The costs associated with the document processing and administration side of things are estimated by IBM to be up to one-fifth of the actual physical transportation costs. Not only this, but the paperwork can be delayed, misplaced and altered, causing further problems and resulting in mounting costs.
Blockchain can counteract all of these issues by acting as a permanent and transparent database, mutually accessible to all parties involved, where transactions are recorded in a way that cannot be undone or changed. This makes possible any type of operation, from the exchange of sensitive documents, such as contracts, to the transfer of money.
Marine Transport International estimates that blockchain could save $300 per container in terms of labour and processing associated documents. For one ultra large container ship, which carries up to 18,000 containers, the savings amount to $5.4m.
It can also help with cyber security. In June, Maersk was one of the victims of a global ransomware attack, which caused outages at its computer systems across the world and cost the company $300m in lost profits in the third quarter of this year.
In the wake of the attack, TrustMe managing director Antony Abell argued that blockchain could have prevented the attack from happening. Despite the recent partnership with IBM, Maersk’s blockchain capabilities are not yet fully fledged.
Testing blockchain at sea
The collaboration will see the two giants work within a network of shippers, freight forwarders, ocean carriers, ports and customs authorities to build the new global trade digitisation product, according to the companies.
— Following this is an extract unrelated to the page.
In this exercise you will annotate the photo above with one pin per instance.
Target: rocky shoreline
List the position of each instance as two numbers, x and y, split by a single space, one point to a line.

Their partnership was recently revealed to reach even further, after IBM signed a Memorandum of Understanding (MoU) with ocean shipping carrier Pacific International Lines and port group PSA International, two of Singapore’s key traders. This marks a huge step: Pacific International Lines represents the 12th largest container shipping company in the world, while the port group handled 68 million twenty-foot equivalent units (TEUs) in 2016.
A number of other, separate trials have already helped make the case for this technology in shipping.
Damco, Maersk’s supply chain solutions company, shipped flowers from Kenya, oranges from California, and pineapples from Colombia to the Port of Rotterdam, with the shipment transactions logged via blockchain.
The Port of Rotterdam, Europe’s largest shipping port, is taking part in its own logistics consortium that will test sharing information via blockchain over the next two years.
Similarly, neighbouring port of Antwerp in Belgium has partnered with tech firm T-mining to work on a pilot project using blockchain technology to make container handling at the port more efficient and secure.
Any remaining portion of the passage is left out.